Currently, solar module is using the two methods such as a glass-filled method or a super-straight method. The common point of these methods is to use glass structure on the front of solar module. However, the reflectance of the solar module is high depending on the height of the incident sunlight due to the flat surface of the module front glass. Purposed to solve these problems, AG (anti-glare) structures were formed on the glass surface. Next is fabrication methods of AG structure. First, uneven structure made by micro blaster equipment was dipped in Hydro-fluidic acid (HF) acid. HF acid process was carried out to remove particles and to make high transmittance. The reflectance and transmittance of the anti-glare glass was compared to those of the bare glass.
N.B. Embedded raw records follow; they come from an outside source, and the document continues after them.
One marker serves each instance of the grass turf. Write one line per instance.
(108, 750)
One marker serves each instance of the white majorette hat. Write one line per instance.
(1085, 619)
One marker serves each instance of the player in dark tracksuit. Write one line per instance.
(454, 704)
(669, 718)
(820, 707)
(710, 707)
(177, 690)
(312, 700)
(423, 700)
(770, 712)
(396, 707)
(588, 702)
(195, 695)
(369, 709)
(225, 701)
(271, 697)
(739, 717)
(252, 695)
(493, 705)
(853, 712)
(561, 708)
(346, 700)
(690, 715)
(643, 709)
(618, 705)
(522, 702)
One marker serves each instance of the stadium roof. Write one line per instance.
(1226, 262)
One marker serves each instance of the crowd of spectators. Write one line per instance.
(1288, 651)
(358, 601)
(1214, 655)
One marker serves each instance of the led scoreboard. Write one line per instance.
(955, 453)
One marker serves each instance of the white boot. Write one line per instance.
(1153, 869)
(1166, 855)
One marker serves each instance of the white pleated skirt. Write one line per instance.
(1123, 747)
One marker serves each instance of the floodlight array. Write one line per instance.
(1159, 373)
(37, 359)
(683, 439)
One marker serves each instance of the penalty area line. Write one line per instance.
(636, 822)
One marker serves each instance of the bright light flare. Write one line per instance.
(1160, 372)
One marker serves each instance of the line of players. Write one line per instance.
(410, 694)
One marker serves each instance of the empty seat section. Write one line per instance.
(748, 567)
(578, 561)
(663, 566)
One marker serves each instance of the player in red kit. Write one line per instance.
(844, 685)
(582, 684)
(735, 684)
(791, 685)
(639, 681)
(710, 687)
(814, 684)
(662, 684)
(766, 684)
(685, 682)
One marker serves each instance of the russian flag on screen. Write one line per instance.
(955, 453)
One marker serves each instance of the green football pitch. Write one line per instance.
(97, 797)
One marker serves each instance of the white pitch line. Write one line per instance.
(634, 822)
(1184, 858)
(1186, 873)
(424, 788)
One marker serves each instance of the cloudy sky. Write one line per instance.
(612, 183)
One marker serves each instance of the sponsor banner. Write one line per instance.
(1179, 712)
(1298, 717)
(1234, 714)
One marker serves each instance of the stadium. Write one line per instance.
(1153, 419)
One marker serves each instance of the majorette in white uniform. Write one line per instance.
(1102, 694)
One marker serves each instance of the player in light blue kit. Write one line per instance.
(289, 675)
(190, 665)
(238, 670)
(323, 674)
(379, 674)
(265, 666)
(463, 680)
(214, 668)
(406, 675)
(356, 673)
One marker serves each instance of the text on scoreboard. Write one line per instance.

The reflectance of anti-glare glass decreased approximately 1% compared with bare glass. The transmittance of anti-glare glass was similar to bare glass. According to the sample angle, the difference of the reflectance between bare glass and the anti-glare glass was about 19%. Isc and efficiency value of anti-glare glass on bare solar cell appeared about 3.01 mA and 0.228% difference compared with bare glass. Anti-glare glass on textured solar cell appeared about 9.46 mA and 0.741% difference compared with bare glass. As a result, the role of anti-glare in the substrate is to reduces the loss of sunlight reflected from the surface. In this study, therefore, AG structure on the solar cell was used to improve the efficiency of solar cell.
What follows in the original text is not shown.